Merging tetrate-workflow with tetrate-release-1.9 (#457)

Co-authored-by: mathetake <[email protected]>

Author: github-actions[bot]

.github/workflows/make_release.yml

@@ -4,17 +4,13 @@ on:
   workflow_dispatch: 
     inputs:
       tag:
-        description: Manual Tag [e.g. 1.7.8-tetrate-v0]
+        description: Tag [e.g. 1.7.8-tetrate-v0]
         required: true
-      type:
-        description: Build Type [fips or default]
-        required: true
-        default: "default"
 
 jobs:
   build_fips_proxy:
     # Only run this job when the release type equals "fips".
-    if: ${{ github.event.inputs.type == 'fips' }}
+    if: contains(github.event.inputs.tag, 'fips')
     name: build fips proxy binary
     timeout-minutes: 1440 # 12 hours
     runs-on: ubuntu-latest
@@ -82,7 +78,7 @@ jobs:
         run: make push_release
 
   make_release:
-    name: release-builder-run
+    name: release-builder-run (${{ github.event.inputs.tag }})
     if: ${{ ! failure() }} # Make sure that this job runs even if build == "fips".
     runs-on: ubuntu-latest
     needs: [build_fips_proxy]
@@ -115,6 +111,5 @@ jobs:
           CLOUDSMITH_USER: ${{ secrets.CLOUDSMITH_USER }}
           CLOUDSMITH_API_KEY: ${{ secrets.CLOUDSMITH_API_KEY }}
           TAG: ${{ github.event.inputs.tag }}
-          BUILD: ${{ github.event.inputs.type }}
           REL_BRANCH_VER: ${{ steps.get_minor_ver.outputs.REL_BRANCH_VER }}
-        run: bash ./tetrateci/create_istio_release.sh
+        run: ./tetrateci/create_istio_release.sh

tetrateci/ci_workflow.md

@@ -0,0 +1,26 @@
+## Github Workflows
+### backport_commits.yml
+Creates a backports PR for any commit made to the `tetrate-workflow` branch to any branch which conform those regexes
+- `origin/tetrate-release-[[:digit:]]+.[[:digit:]]+$`
+- `origin/tetratefips-release-[[:digit:]]+.[[:digit:]]+$` 
+
+The script is adapted from [here](https://github.com/repo-sync/pull-request).
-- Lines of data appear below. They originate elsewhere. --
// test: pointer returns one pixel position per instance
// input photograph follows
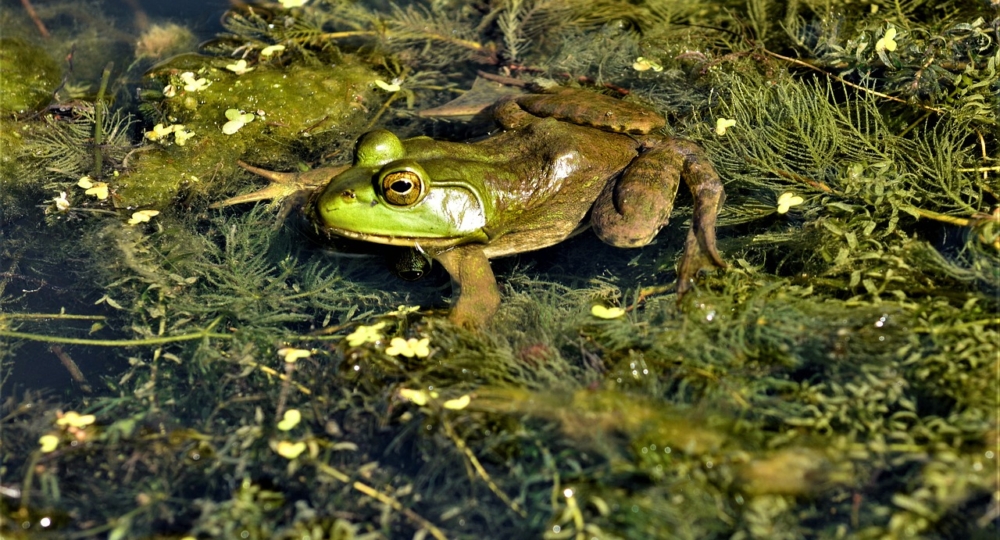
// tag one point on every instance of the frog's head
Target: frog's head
(389, 199)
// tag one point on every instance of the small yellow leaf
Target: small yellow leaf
(417, 396)
(293, 355)
(409, 347)
(62, 203)
(99, 190)
(142, 216)
(887, 42)
(75, 419)
(722, 124)
(269, 50)
(291, 418)
(602, 312)
(240, 67)
(788, 200)
(388, 87)
(457, 404)
(48, 443)
(365, 334)
(646, 64)
(181, 136)
(290, 450)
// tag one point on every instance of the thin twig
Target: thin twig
(35, 18)
(63, 316)
(853, 85)
(450, 432)
(72, 368)
(114, 342)
(398, 506)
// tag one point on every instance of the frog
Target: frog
(560, 162)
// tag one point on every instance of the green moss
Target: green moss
(838, 380)
(294, 107)
(30, 76)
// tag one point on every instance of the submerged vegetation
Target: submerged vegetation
(233, 378)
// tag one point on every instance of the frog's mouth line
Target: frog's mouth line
(403, 241)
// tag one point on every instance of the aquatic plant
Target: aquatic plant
(838, 380)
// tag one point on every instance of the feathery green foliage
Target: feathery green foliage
(839, 379)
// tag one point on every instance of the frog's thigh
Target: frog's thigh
(475, 285)
(629, 212)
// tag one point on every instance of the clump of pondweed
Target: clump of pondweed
(835, 328)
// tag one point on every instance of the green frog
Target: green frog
(562, 161)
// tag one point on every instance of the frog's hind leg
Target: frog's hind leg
(630, 212)
(700, 250)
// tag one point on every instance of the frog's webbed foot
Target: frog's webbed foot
(700, 249)
(474, 283)
(283, 184)
(630, 212)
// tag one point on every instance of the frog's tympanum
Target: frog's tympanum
(563, 161)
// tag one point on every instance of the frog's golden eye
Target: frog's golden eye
(402, 188)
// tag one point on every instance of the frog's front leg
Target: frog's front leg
(477, 297)
(630, 212)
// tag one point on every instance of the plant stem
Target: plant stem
(99, 119)
(115, 342)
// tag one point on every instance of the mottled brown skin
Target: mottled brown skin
(628, 212)
(560, 158)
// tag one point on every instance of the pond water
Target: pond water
(175, 366)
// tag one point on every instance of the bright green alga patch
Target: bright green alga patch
(29, 76)
(281, 108)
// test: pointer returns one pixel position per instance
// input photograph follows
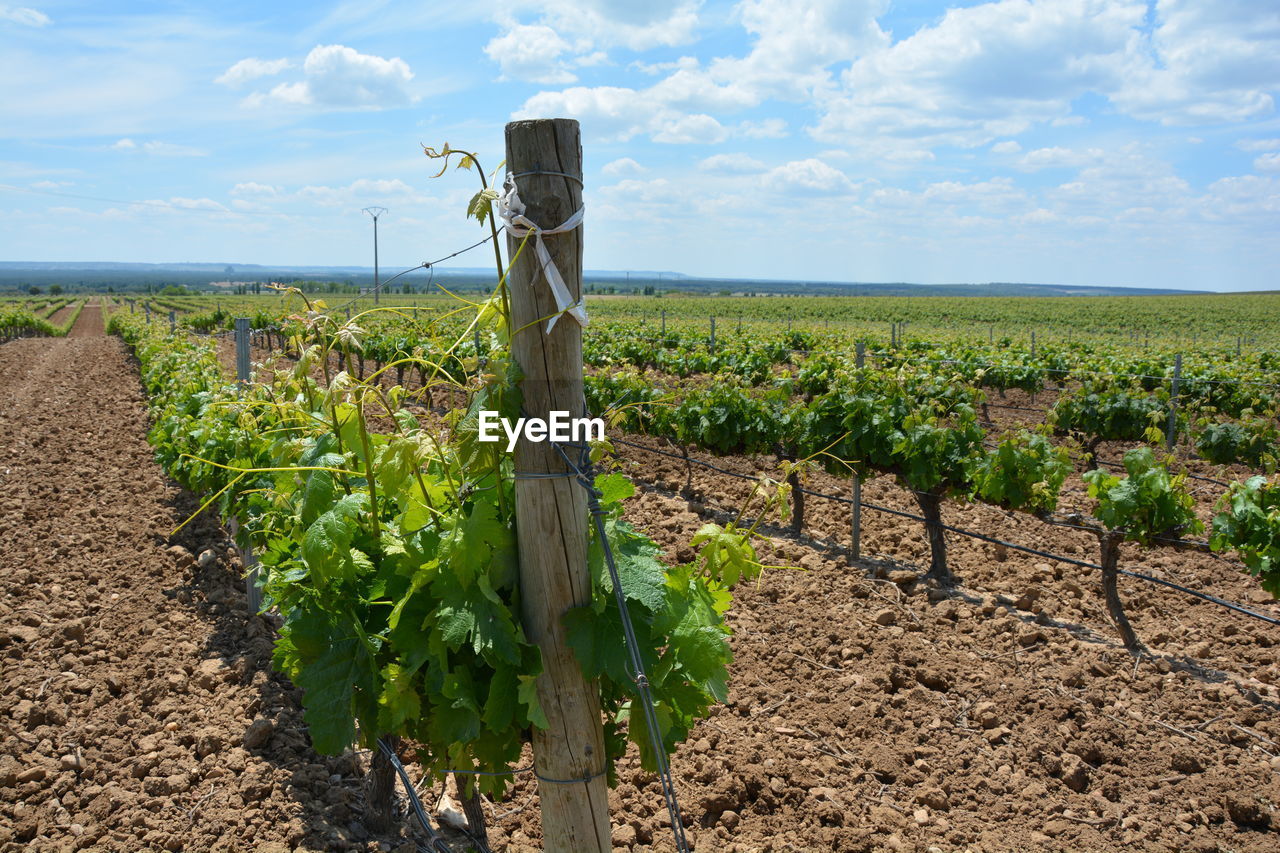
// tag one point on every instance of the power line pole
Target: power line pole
(375, 213)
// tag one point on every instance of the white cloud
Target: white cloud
(617, 114)
(772, 128)
(731, 164)
(984, 72)
(682, 129)
(909, 155)
(808, 177)
(1210, 63)
(987, 194)
(339, 77)
(625, 23)
(24, 16)
(622, 167)
(251, 68)
(159, 149)
(1055, 158)
(530, 53)
(794, 45)
(172, 150)
(254, 188)
(1258, 145)
(364, 191)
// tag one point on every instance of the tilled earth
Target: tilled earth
(138, 710)
(868, 710)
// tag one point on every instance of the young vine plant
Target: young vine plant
(387, 539)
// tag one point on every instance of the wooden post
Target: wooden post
(855, 551)
(551, 514)
(242, 375)
(1171, 428)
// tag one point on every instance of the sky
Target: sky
(1109, 142)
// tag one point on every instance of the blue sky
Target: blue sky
(1066, 141)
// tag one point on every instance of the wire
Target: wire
(635, 662)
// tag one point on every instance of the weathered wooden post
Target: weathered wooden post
(855, 533)
(242, 375)
(551, 512)
(1171, 428)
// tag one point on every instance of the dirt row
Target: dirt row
(871, 711)
(140, 711)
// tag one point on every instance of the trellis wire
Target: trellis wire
(583, 470)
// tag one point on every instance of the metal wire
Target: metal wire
(437, 840)
(585, 478)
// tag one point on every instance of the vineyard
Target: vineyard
(850, 574)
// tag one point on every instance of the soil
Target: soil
(868, 708)
(140, 711)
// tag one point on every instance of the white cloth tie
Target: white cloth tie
(511, 210)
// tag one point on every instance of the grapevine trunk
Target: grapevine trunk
(380, 792)
(931, 507)
(1110, 573)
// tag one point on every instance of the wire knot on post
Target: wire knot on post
(511, 210)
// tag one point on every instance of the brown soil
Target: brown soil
(871, 711)
(868, 710)
(88, 324)
(140, 711)
(60, 315)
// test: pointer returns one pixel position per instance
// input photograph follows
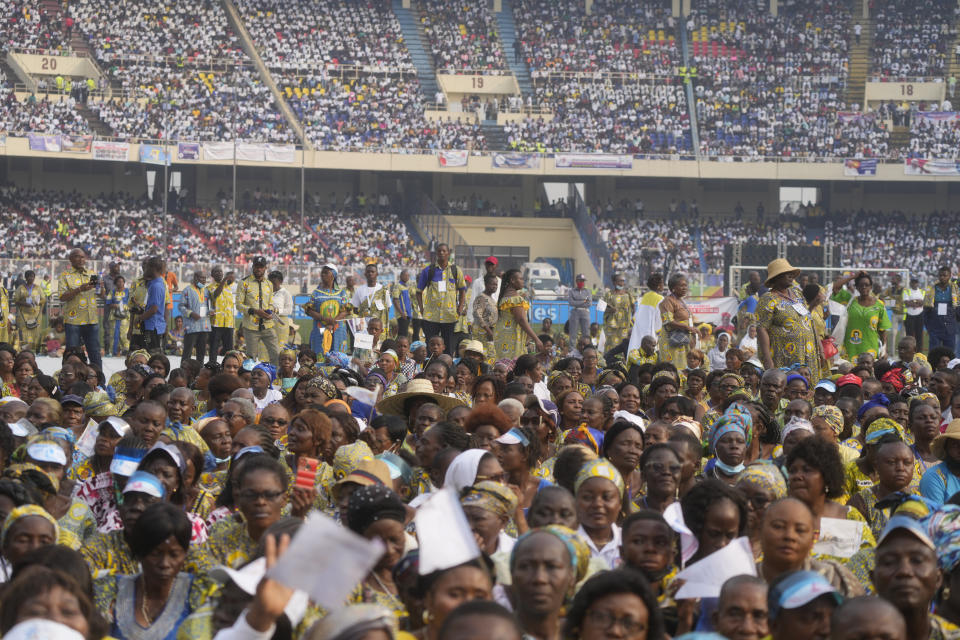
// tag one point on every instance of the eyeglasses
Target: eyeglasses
(253, 496)
(659, 467)
(500, 478)
(758, 503)
(606, 620)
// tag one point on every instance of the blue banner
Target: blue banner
(154, 154)
(861, 167)
(41, 142)
(188, 151)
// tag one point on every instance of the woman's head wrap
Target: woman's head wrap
(268, 369)
(462, 471)
(831, 415)
(372, 503)
(490, 496)
(876, 400)
(731, 422)
(766, 476)
(881, 427)
(348, 457)
(599, 468)
(577, 549)
(324, 385)
(795, 424)
(25, 511)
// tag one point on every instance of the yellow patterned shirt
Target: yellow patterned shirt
(254, 294)
(439, 288)
(224, 315)
(82, 308)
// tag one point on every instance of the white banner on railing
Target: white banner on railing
(280, 153)
(250, 152)
(452, 157)
(113, 151)
(218, 151)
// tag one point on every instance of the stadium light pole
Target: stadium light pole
(303, 153)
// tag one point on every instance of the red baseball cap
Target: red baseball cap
(849, 379)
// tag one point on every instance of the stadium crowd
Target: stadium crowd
(310, 35)
(913, 40)
(375, 112)
(489, 480)
(196, 32)
(604, 115)
(556, 36)
(462, 36)
(178, 103)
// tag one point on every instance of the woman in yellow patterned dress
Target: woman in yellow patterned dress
(785, 333)
(677, 324)
(512, 328)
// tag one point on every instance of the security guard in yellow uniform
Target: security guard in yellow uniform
(29, 300)
(255, 304)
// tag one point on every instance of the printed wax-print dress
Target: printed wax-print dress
(790, 326)
(329, 302)
(509, 337)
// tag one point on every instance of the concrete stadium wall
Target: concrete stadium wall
(546, 237)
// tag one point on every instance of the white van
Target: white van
(542, 280)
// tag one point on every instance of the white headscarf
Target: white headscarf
(462, 472)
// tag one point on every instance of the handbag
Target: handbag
(829, 347)
(678, 338)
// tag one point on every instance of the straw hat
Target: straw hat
(939, 445)
(416, 388)
(778, 267)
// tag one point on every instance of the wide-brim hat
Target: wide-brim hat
(939, 445)
(779, 267)
(420, 387)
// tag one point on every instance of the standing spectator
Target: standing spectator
(913, 304)
(441, 297)
(171, 280)
(579, 300)
(939, 304)
(372, 300)
(77, 289)
(402, 304)
(283, 306)
(29, 300)
(255, 303)
(196, 317)
(154, 322)
(222, 312)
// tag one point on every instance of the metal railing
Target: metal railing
(300, 278)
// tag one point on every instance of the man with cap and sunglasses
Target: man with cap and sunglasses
(907, 575)
(800, 606)
(255, 304)
(579, 299)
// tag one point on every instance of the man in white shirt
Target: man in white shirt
(372, 300)
(283, 306)
(913, 305)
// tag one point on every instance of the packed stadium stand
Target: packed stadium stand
(730, 79)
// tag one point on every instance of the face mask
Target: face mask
(727, 469)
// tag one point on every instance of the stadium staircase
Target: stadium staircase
(415, 40)
(198, 232)
(698, 243)
(236, 21)
(688, 87)
(859, 57)
(98, 126)
(508, 36)
(495, 135)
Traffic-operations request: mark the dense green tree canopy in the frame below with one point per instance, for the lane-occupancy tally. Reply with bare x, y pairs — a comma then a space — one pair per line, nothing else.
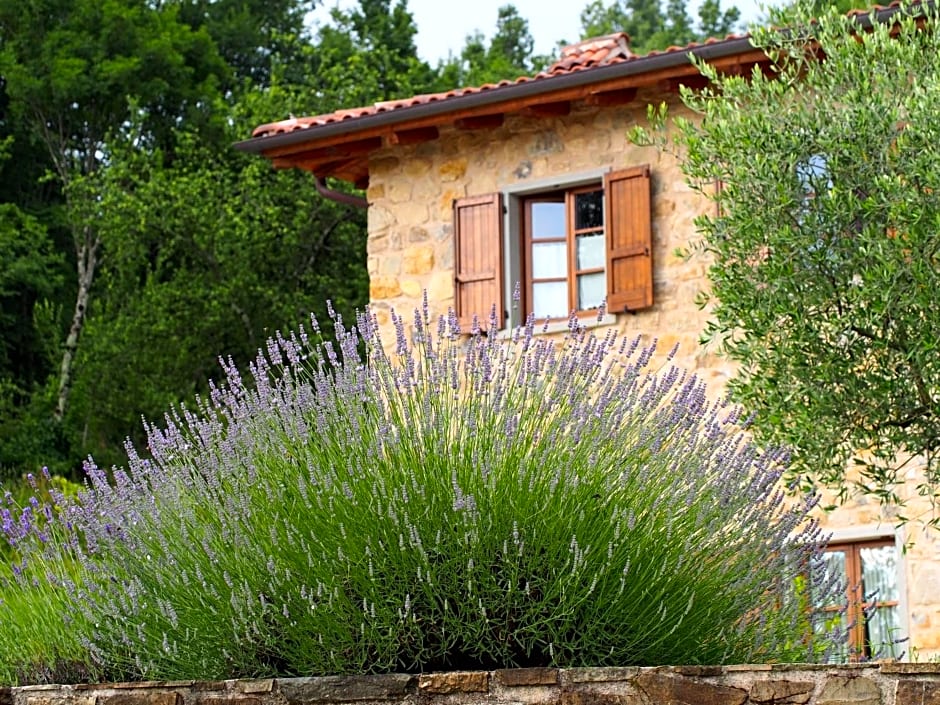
652, 26
826, 246
137, 247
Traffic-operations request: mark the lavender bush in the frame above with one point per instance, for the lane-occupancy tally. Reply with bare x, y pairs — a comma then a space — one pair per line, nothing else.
458, 502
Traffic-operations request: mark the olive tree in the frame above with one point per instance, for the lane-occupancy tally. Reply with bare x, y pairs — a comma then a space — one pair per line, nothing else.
825, 243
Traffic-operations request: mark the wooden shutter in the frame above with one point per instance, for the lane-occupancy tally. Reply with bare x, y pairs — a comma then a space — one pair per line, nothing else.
629, 239
478, 261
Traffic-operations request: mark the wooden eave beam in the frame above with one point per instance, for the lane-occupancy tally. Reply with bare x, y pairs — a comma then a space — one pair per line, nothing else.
557, 109
620, 96
469, 118
415, 136
672, 85
337, 150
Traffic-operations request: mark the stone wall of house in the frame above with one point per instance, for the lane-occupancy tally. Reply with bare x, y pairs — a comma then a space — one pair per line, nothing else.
411, 250
885, 684
412, 188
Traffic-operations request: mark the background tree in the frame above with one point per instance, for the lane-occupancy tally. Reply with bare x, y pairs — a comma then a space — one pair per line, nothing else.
508, 54
826, 248
69, 67
147, 247
651, 26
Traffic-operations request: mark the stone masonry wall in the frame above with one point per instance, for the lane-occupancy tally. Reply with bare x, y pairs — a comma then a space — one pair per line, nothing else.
412, 188
885, 684
411, 249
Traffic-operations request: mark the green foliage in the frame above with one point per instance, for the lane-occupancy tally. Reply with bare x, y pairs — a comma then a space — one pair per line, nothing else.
207, 255
650, 27
467, 503
825, 249
367, 54
118, 119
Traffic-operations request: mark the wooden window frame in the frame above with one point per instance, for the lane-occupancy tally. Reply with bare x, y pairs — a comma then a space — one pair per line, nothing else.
853, 602
490, 248
526, 241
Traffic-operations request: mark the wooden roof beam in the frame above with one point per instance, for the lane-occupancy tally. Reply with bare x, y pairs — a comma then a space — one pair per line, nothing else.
620, 96
480, 122
414, 136
554, 109
337, 151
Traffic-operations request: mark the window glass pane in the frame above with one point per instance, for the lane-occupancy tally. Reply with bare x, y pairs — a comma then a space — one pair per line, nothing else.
824, 592
592, 290
548, 220
827, 623
550, 300
549, 259
882, 631
879, 573
589, 210
591, 251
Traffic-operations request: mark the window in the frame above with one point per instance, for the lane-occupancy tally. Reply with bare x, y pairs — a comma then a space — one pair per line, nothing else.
570, 248
869, 610
563, 252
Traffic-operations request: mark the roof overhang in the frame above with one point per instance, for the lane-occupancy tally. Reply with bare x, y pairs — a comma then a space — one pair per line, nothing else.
339, 146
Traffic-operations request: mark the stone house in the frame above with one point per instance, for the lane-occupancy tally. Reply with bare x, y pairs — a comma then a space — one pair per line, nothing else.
534, 183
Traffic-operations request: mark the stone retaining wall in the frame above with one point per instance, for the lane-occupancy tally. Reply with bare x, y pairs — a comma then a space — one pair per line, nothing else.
878, 684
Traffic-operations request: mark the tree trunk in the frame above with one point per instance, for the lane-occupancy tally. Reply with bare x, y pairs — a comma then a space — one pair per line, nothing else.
87, 251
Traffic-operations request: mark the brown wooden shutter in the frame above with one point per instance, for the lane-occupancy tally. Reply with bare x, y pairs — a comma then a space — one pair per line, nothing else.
478, 261
629, 239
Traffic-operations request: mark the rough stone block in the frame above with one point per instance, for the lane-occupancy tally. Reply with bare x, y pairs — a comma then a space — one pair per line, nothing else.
383, 286
261, 685
842, 690
661, 688
60, 699
782, 692
226, 699
527, 676
417, 234
699, 671
418, 260
911, 692
140, 698
411, 287
588, 696
453, 169
346, 688
902, 667
600, 675
456, 682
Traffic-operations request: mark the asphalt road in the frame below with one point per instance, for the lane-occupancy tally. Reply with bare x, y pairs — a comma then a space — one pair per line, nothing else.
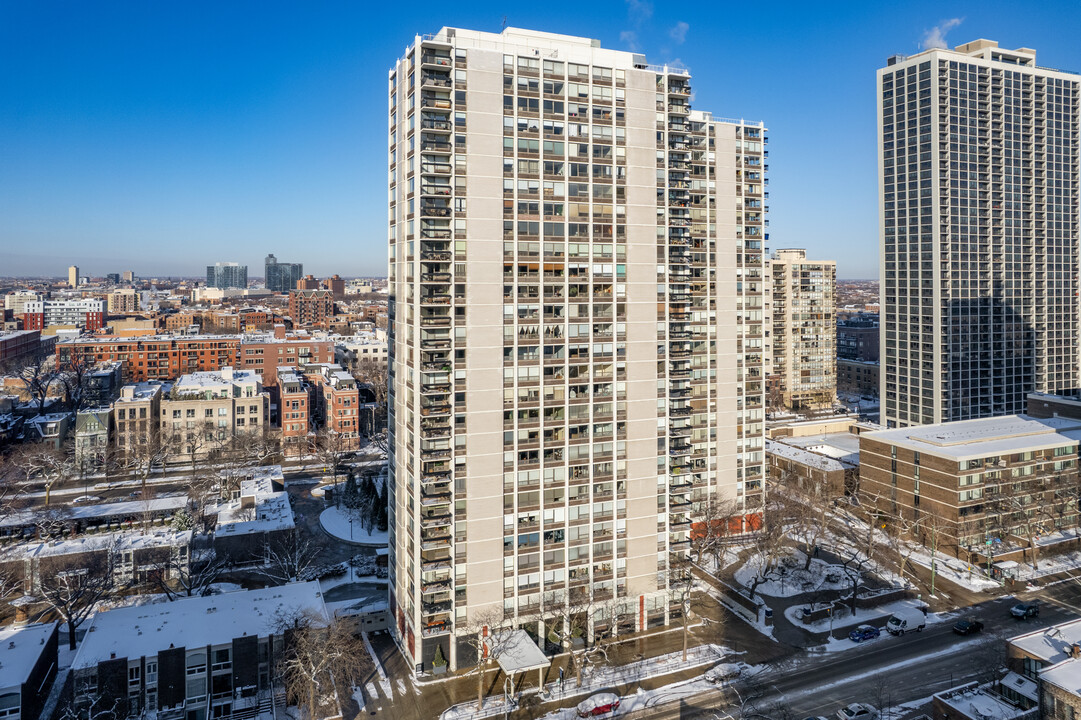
886, 671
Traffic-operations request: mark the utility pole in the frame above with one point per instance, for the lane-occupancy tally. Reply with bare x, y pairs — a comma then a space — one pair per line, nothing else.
934, 548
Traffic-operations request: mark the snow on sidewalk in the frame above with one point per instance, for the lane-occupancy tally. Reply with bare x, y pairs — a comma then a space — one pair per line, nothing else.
604, 678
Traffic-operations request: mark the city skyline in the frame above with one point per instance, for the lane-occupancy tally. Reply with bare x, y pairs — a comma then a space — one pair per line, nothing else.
189, 134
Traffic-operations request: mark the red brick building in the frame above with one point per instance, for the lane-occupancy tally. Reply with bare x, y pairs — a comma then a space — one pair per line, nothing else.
168, 357
310, 307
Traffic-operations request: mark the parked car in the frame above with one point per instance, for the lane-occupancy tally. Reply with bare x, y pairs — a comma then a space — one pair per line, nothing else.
968, 626
857, 711
907, 620
864, 632
1025, 610
723, 671
598, 704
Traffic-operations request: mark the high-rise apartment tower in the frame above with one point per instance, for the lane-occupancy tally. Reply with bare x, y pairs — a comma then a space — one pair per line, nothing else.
576, 333
281, 277
803, 345
978, 182
224, 276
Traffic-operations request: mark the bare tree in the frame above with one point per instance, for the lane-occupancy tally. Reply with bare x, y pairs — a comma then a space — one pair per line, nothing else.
568, 616
321, 663
38, 374
769, 545
486, 634
330, 447
48, 465
71, 585
179, 577
289, 558
90, 702
74, 376
146, 454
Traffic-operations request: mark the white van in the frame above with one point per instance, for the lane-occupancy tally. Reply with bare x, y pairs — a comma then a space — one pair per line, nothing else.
907, 621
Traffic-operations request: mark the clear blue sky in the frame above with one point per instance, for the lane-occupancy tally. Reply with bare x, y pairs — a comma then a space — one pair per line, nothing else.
162, 136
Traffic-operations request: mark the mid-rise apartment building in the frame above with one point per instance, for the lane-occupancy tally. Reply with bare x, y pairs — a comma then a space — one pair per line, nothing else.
972, 487
803, 315
16, 301
310, 308
168, 357
195, 657
122, 301
294, 407
204, 410
978, 200
576, 309
224, 276
87, 315
281, 277
135, 420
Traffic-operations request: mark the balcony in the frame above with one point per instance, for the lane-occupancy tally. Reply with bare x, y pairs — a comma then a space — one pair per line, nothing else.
436, 60
437, 520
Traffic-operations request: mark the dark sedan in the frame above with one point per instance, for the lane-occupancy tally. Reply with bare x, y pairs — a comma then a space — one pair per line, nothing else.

The catch is the script only ports changes if there are on the `tetrateci` or `.github/workflows` folders. Merging with a commit or rebasing is not used to avoid merge conflicts.
+
+### sync_fork.yml
+Runs every midnight and checks if there are any new tag on `istio/istio`, if no new tags are founds the action is done. On the other hand if there are new tags, the script loops through them creating corresponding `test-tetrate-x.y.z-v0` & `test-tetratefips-x.y.z-v0` tags and merging them with `tetrate-release-x.y` & `tetratefips-release-x.y` branches.
+
+Also pushes the archives from `istio/istio` release to the cloudsmith repo.
+
+### e2e_tests.yml
+Runs if there are any tags pushed with `test-` prefix. Utilizes `istio/release-builder` to generate docker images which are to be used for subsequent testing. The one thing to keep in mind it, the same script is used for making the releases and we only differentiate that based on whether the `TEST` environment variable is defined or not.
+
+Subsequent 4 jobs runs the istio integration tests on applicable versions of eks, gke, aks and eksd, though some of them are disable for various reasons for now. All the platforms have corresponding create and cleanup scripts. The `version_check.py` has a matrix of istio versions vs k8s versions which determines which versions we need to get the istio release tested on.
+
+All the minor versions of istio have their own testing scripts, the reason being there are patches which need to be applied before testing so the tests dont fail. The tests being written for `kind` have some default assumptions which might not be applicable for all the platforms we test on.
+
+After the tests pass, the `test-` prefix is stripped off the current tag and the tree is tagged with the remaining, cutting a release with something similar to `tetrate-x.y.z-vn`.
+
+Then the release builder is again triggered to create the release images and archives with `tetrate-x.y.z-vn` tag but this time without defining the `TEST` environment variable. A fips compliant build is only triggered if the tag contains `fips` in it. The only difference between fips and non fips build is the `Go` we are using. The `create_istio_release.sh` script sets up the environment manually instead if using the docker image is due to some restrictions in the Github Actions, it becomes a bit hard to procure the logs and monitor the whole process.
+
+### make_release.yml
+It is same as the last process of `e2e_tests.yml` but with a manual trigger. Changes made to any of them must be backported to the other one, since they more or less do the same thing.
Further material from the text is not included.